Best known for his film soundtracks, most significantly Lost in Translation in which he collaborated with Kevin Shields, Brian Reitzell finally gets round to releasing his debut solo album. Apparently, he watched films while recording and the music was inspired by Spanish 70s art film Spirit of the Beehive and pre-Fantasia animations by Oskar Fischinger
This is an album which is kind and soft to the listening palette. There is never a need to turn down the volume, highlighted by opening song ‘Last Summer’, which he features Shields. It’s ambient, mellow in tone and awash with cushioned beats and tingling shards of electronica, but things start to get a bit more interesting when he ups the pace a tad and less-than-subtle nuances start to begin. The drums start to pounce a little harder and a cultured assemble of controlled but layered arrangement makes for a clipped but steady start to the album.
The second piece ‘Ozu Choral’ is much terser and sedate. Stripped of all the instruments which made ‘Last Summer’ so big, it’s its antithesis and a throwaway track as it meanders down the only route suitable for it: supermarket shopping at 3am in the morning.
This album in parts reminds me of Ultramarine, who delivered an earthy, spacious electronic take on the genre peaking with their 1993 album United Kingdoms. But I must stress it’s only in parts, as Reitzell seems happy to wallow in the zonked-out, post-dope-smoking comedown personified by the rather too long ‘Gaudi’. In fact, throughout Auto Music it’s only in spikes that there is a time-shift in pace. The shiny newness of ‘Auto Music 1’ has a huge chunk of Kraftwerk indebted to it but still comes up short because it really needs an injection of speed and energy.
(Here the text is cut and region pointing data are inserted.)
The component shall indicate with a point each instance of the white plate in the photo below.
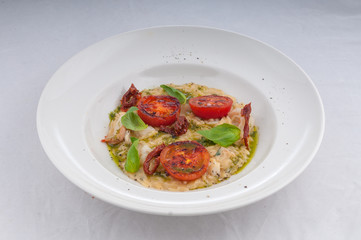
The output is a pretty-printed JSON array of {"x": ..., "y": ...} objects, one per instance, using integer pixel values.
[{"x": 73, "y": 112}]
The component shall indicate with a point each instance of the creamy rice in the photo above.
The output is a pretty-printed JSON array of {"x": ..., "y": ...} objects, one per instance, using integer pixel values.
[{"x": 223, "y": 163}]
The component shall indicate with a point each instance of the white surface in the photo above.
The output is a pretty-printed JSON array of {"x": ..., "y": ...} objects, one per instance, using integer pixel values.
[
  {"x": 73, "y": 112},
  {"x": 324, "y": 38}
]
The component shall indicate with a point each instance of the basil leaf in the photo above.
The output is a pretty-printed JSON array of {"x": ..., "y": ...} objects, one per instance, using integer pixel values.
[
  {"x": 132, "y": 121},
  {"x": 175, "y": 93},
  {"x": 224, "y": 135},
  {"x": 132, "y": 164}
]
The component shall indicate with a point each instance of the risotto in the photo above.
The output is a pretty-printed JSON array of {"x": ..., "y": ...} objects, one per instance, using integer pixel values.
[{"x": 180, "y": 137}]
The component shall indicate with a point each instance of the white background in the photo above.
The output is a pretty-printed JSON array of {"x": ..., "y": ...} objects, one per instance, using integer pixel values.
[{"x": 38, "y": 202}]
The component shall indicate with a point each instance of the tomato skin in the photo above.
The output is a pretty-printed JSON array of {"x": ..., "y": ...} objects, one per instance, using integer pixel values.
[
  {"x": 211, "y": 106},
  {"x": 158, "y": 110},
  {"x": 185, "y": 160}
]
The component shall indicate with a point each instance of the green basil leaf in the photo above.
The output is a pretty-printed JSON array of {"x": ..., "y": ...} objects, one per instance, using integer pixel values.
[
  {"x": 132, "y": 164},
  {"x": 132, "y": 121},
  {"x": 224, "y": 134},
  {"x": 175, "y": 93}
]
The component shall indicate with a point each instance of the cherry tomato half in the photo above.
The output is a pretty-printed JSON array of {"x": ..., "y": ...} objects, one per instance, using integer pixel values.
[
  {"x": 158, "y": 110},
  {"x": 210, "y": 106},
  {"x": 185, "y": 160}
]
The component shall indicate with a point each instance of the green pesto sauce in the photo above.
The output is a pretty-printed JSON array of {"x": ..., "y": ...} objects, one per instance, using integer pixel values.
[{"x": 253, "y": 146}]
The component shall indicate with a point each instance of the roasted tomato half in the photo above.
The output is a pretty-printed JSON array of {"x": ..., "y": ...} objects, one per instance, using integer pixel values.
[
  {"x": 210, "y": 106},
  {"x": 158, "y": 110},
  {"x": 185, "y": 160}
]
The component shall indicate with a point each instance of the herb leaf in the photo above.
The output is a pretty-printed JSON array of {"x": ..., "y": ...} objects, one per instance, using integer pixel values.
[
  {"x": 224, "y": 134},
  {"x": 132, "y": 121},
  {"x": 132, "y": 164},
  {"x": 175, "y": 93}
]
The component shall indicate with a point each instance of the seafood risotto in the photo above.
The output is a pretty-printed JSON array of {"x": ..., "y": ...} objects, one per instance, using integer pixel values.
[{"x": 180, "y": 137}]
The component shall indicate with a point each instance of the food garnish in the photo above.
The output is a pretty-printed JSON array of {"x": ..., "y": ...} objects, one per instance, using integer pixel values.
[
  {"x": 210, "y": 106},
  {"x": 185, "y": 160},
  {"x": 130, "y": 98},
  {"x": 224, "y": 134},
  {"x": 158, "y": 110}
]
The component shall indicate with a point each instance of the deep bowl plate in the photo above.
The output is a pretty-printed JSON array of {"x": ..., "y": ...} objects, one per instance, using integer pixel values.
[{"x": 73, "y": 112}]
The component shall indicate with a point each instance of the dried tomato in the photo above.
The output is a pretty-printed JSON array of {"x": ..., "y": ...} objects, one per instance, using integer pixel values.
[{"x": 246, "y": 113}]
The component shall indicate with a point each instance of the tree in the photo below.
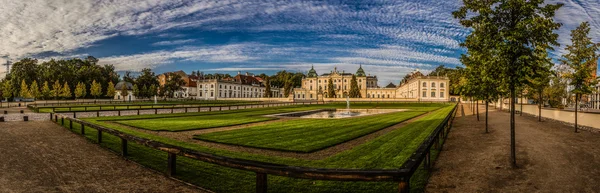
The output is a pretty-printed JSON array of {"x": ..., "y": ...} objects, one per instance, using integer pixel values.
[
  {"x": 7, "y": 89},
  {"x": 56, "y": 90},
  {"x": 96, "y": 89},
  {"x": 24, "y": 91},
  {"x": 124, "y": 91},
  {"x": 46, "y": 92},
  {"x": 34, "y": 90},
  {"x": 581, "y": 57},
  {"x": 354, "y": 91},
  {"x": 136, "y": 90},
  {"x": 268, "y": 93},
  {"x": 110, "y": 90},
  {"x": 80, "y": 90},
  {"x": 66, "y": 91},
  {"x": 330, "y": 89},
  {"x": 513, "y": 30}
]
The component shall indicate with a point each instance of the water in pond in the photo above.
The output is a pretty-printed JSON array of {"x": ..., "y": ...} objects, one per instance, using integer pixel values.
[{"x": 341, "y": 113}]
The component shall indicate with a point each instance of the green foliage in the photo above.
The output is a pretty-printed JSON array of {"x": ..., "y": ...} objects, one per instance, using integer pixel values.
[
  {"x": 110, "y": 90},
  {"x": 582, "y": 58},
  {"x": 46, "y": 92},
  {"x": 96, "y": 89},
  {"x": 56, "y": 89},
  {"x": 330, "y": 89},
  {"x": 34, "y": 90},
  {"x": 354, "y": 91},
  {"x": 24, "y": 91},
  {"x": 66, "y": 91}
]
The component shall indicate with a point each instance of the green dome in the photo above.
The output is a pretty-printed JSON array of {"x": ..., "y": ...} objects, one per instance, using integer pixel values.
[
  {"x": 312, "y": 72},
  {"x": 360, "y": 72}
]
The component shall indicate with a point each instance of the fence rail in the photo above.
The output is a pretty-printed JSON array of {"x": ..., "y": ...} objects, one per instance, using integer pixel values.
[{"x": 262, "y": 169}]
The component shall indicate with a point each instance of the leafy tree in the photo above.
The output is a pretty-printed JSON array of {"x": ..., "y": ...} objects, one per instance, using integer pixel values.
[
  {"x": 96, "y": 89},
  {"x": 136, "y": 90},
  {"x": 24, "y": 91},
  {"x": 46, "y": 92},
  {"x": 268, "y": 93},
  {"x": 34, "y": 90},
  {"x": 581, "y": 57},
  {"x": 124, "y": 91},
  {"x": 354, "y": 91},
  {"x": 330, "y": 89},
  {"x": 56, "y": 90},
  {"x": 66, "y": 91},
  {"x": 7, "y": 89},
  {"x": 514, "y": 30},
  {"x": 110, "y": 90}
]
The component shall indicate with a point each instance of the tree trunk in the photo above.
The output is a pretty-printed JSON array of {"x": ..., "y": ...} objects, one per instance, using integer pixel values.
[
  {"x": 576, "y": 108},
  {"x": 513, "y": 157},
  {"x": 486, "y": 113},
  {"x": 477, "y": 109},
  {"x": 540, "y": 101}
]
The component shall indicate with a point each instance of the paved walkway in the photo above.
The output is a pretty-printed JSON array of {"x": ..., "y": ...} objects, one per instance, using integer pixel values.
[
  {"x": 550, "y": 157},
  {"x": 43, "y": 157}
]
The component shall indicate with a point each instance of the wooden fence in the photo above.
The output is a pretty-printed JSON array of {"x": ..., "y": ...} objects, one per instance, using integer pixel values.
[{"x": 263, "y": 169}]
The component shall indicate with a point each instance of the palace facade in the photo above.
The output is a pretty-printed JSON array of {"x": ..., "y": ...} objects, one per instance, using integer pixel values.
[{"x": 418, "y": 87}]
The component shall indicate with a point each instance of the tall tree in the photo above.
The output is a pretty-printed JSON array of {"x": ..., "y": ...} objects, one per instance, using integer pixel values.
[
  {"x": 56, "y": 90},
  {"x": 581, "y": 57},
  {"x": 514, "y": 29},
  {"x": 110, "y": 90},
  {"x": 34, "y": 90},
  {"x": 354, "y": 91},
  {"x": 24, "y": 91},
  {"x": 268, "y": 93},
  {"x": 7, "y": 90},
  {"x": 330, "y": 89},
  {"x": 46, "y": 92},
  {"x": 96, "y": 89},
  {"x": 66, "y": 91}
]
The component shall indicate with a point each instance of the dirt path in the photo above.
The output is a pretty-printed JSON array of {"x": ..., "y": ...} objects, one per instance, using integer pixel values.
[
  {"x": 550, "y": 157},
  {"x": 43, "y": 157},
  {"x": 187, "y": 136}
]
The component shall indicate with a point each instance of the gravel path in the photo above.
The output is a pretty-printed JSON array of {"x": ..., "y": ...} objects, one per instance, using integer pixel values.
[
  {"x": 43, "y": 157},
  {"x": 188, "y": 136},
  {"x": 550, "y": 157}
]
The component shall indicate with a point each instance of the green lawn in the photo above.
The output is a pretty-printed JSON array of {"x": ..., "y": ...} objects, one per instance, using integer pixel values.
[
  {"x": 388, "y": 151},
  {"x": 308, "y": 135}
]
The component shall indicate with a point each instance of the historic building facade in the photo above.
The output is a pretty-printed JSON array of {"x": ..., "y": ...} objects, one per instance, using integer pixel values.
[
  {"x": 418, "y": 87},
  {"x": 240, "y": 86}
]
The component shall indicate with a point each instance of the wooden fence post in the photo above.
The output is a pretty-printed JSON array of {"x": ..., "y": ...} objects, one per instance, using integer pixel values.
[
  {"x": 123, "y": 147},
  {"x": 261, "y": 182},
  {"x": 171, "y": 164}
]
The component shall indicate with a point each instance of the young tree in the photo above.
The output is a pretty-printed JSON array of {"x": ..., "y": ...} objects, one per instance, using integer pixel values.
[
  {"x": 66, "y": 91},
  {"x": 34, "y": 90},
  {"x": 268, "y": 93},
  {"x": 56, "y": 90},
  {"x": 24, "y": 91},
  {"x": 96, "y": 89},
  {"x": 354, "y": 91},
  {"x": 124, "y": 91},
  {"x": 581, "y": 57},
  {"x": 110, "y": 90},
  {"x": 514, "y": 29},
  {"x": 7, "y": 89},
  {"x": 46, "y": 92},
  {"x": 330, "y": 89}
]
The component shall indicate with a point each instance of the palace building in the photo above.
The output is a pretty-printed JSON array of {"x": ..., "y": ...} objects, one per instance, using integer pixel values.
[{"x": 418, "y": 87}]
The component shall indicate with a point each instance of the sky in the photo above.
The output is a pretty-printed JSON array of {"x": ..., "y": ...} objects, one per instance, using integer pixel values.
[{"x": 388, "y": 38}]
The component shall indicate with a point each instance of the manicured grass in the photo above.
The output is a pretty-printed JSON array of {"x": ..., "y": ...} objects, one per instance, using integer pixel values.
[
  {"x": 308, "y": 135},
  {"x": 388, "y": 151}
]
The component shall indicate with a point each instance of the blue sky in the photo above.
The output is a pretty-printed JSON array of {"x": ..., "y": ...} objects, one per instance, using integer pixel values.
[{"x": 389, "y": 38}]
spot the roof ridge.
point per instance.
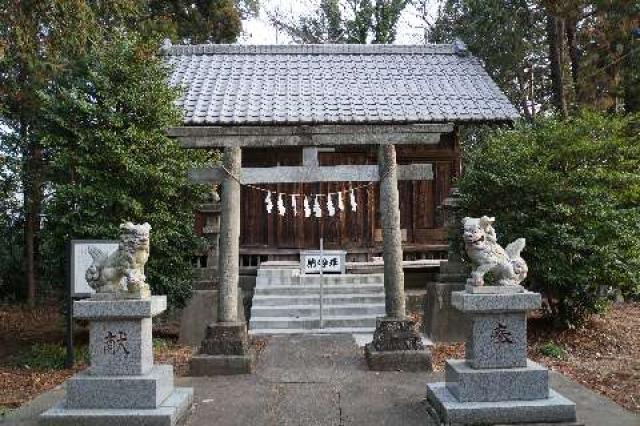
(308, 49)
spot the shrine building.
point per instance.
(310, 120)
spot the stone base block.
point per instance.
(226, 338)
(149, 391)
(407, 360)
(554, 409)
(203, 365)
(496, 384)
(396, 334)
(172, 410)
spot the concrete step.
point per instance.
(278, 278)
(313, 311)
(292, 290)
(314, 299)
(313, 323)
(359, 331)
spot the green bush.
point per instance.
(48, 356)
(572, 189)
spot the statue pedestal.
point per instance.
(496, 383)
(122, 386)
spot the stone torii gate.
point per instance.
(396, 343)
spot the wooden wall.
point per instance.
(358, 230)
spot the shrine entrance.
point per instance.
(313, 122)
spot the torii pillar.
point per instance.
(397, 344)
(225, 348)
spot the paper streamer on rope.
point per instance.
(352, 200)
(269, 202)
(317, 210)
(281, 209)
(340, 202)
(330, 207)
(307, 209)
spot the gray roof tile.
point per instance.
(295, 84)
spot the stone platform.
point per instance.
(122, 386)
(553, 409)
(496, 383)
(169, 413)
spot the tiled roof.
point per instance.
(333, 84)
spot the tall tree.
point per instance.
(41, 42)
(202, 21)
(37, 42)
(509, 36)
(344, 21)
(111, 160)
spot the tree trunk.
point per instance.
(574, 54)
(32, 204)
(555, 36)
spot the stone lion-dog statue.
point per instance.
(487, 256)
(108, 271)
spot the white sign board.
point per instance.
(81, 260)
(331, 261)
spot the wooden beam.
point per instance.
(305, 174)
(320, 135)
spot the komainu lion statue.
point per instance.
(106, 273)
(481, 244)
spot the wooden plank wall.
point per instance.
(348, 230)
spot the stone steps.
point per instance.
(366, 332)
(289, 303)
(314, 299)
(342, 321)
(314, 310)
(293, 290)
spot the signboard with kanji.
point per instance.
(331, 262)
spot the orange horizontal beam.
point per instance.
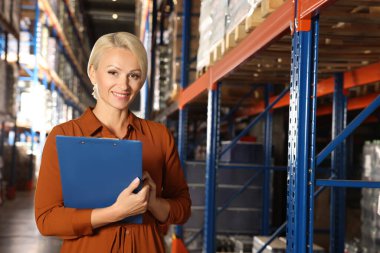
(352, 104)
(310, 7)
(357, 77)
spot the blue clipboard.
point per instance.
(94, 170)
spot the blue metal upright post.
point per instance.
(298, 195)
(313, 132)
(338, 165)
(267, 163)
(213, 111)
(183, 112)
(35, 84)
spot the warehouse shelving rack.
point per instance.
(7, 29)
(302, 157)
(39, 73)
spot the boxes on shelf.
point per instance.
(243, 152)
(278, 245)
(9, 72)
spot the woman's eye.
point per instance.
(112, 73)
(134, 76)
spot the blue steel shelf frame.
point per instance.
(4, 47)
(183, 112)
(302, 157)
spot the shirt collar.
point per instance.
(90, 124)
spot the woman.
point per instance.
(117, 68)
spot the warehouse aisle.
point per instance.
(18, 232)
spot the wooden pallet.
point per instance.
(247, 25)
(241, 31)
(201, 71)
(217, 52)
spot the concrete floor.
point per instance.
(18, 232)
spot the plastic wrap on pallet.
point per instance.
(370, 228)
(52, 53)
(10, 95)
(15, 15)
(6, 11)
(238, 10)
(205, 31)
(218, 16)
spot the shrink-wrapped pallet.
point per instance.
(370, 217)
(205, 32)
(238, 10)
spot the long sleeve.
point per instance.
(51, 216)
(175, 191)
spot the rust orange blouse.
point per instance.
(160, 159)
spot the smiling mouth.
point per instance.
(120, 95)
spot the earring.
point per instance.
(95, 92)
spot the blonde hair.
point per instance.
(122, 40)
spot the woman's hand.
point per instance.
(157, 206)
(127, 204)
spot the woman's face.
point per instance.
(119, 78)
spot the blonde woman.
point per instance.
(117, 68)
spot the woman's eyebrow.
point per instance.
(133, 70)
(114, 67)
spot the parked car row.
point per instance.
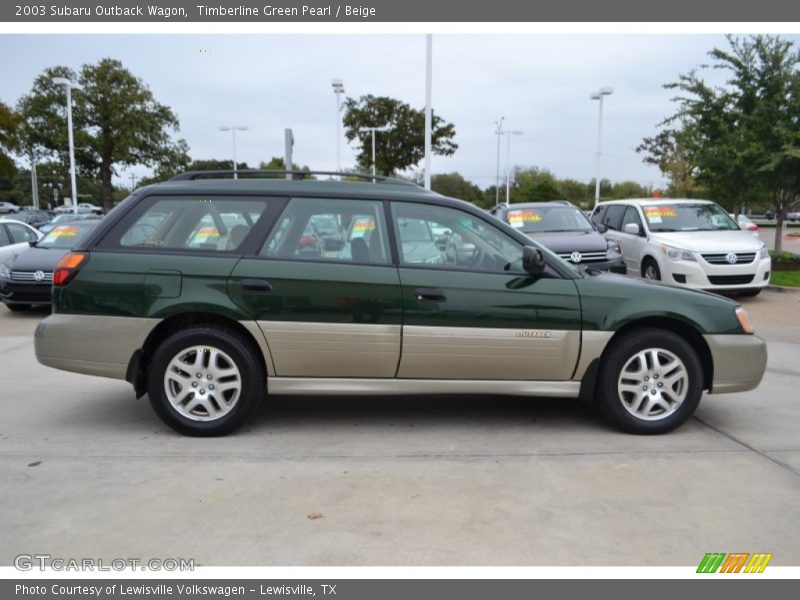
(691, 243)
(28, 258)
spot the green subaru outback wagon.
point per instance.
(209, 293)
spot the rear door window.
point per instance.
(208, 224)
(336, 230)
(613, 216)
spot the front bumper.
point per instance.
(38, 294)
(704, 276)
(739, 362)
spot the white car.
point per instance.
(14, 237)
(691, 243)
(745, 224)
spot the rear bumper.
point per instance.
(90, 344)
(739, 362)
(12, 292)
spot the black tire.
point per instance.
(608, 397)
(648, 264)
(18, 307)
(244, 357)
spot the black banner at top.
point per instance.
(376, 11)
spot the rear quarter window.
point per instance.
(212, 224)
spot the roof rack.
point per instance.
(257, 173)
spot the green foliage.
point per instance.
(117, 123)
(9, 123)
(785, 278)
(739, 140)
(403, 146)
(455, 186)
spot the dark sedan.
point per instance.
(26, 279)
(564, 229)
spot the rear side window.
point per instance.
(613, 216)
(209, 224)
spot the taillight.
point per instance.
(68, 267)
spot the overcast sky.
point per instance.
(539, 83)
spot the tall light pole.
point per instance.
(338, 89)
(498, 132)
(508, 161)
(233, 129)
(598, 95)
(373, 130)
(69, 85)
(428, 109)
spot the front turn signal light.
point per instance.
(744, 320)
(68, 267)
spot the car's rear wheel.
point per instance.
(650, 381)
(650, 270)
(205, 381)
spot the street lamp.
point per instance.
(498, 132)
(69, 85)
(338, 89)
(373, 130)
(598, 95)
(233, 129)
(508, 162)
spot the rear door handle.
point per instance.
(256, 286)
(430, 295)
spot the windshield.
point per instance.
(688, 217)
(65, 236)
(542, 219)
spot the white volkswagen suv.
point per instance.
(692, 243)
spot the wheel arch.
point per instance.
(679, 327)
(139, 364)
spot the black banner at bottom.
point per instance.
(732, 587)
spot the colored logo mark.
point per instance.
(735, 562)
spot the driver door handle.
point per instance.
(256, 286)
(430, 295)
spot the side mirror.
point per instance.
(532, 260)
(633, 229)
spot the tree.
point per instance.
(455, 186)
(117, 123)
(742, 138)
(8, 140)
(403, 146)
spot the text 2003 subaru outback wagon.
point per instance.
(210, 293)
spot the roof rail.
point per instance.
(301, 174)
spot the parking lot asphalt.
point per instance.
(88, 471)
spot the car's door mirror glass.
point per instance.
(532, 260)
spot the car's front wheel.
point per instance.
(205, 381)
(650, 381)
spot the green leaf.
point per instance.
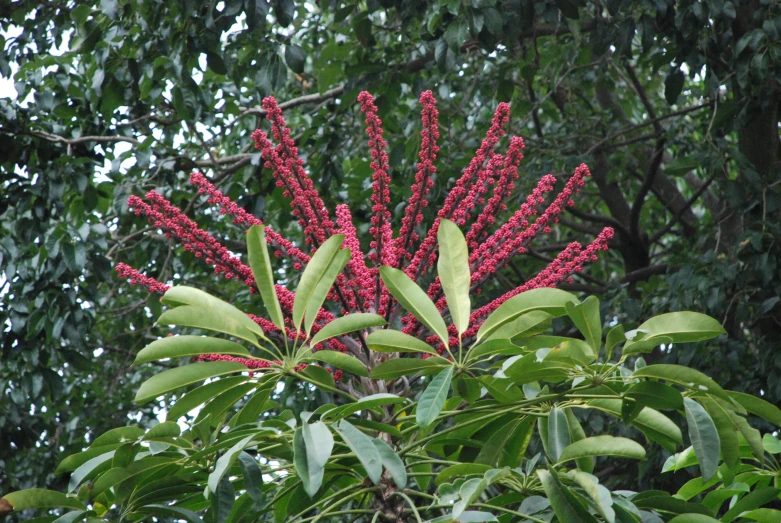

‘Beehive’ is another filler track and limply delivers nowt. It’s like somehow Reitzell doesn’t want to conform, doesn’t want us to buy his album. It’s idiosyncratic and meaningless and dribbles out to a sad, almost maudlin finale. There is some redemption in his heart on the fluffy ‘Oskar’, with its exuberant chimes and revved up BPM. It’s what Jean Michel Jarre might do after taking a shedload of acid.
There is no doubting Reitzell looks through the glasses of the avant-garde, but his narcissistic take on ambience may be too much for an audience who aren’t quite ready to climb into their bed just yet.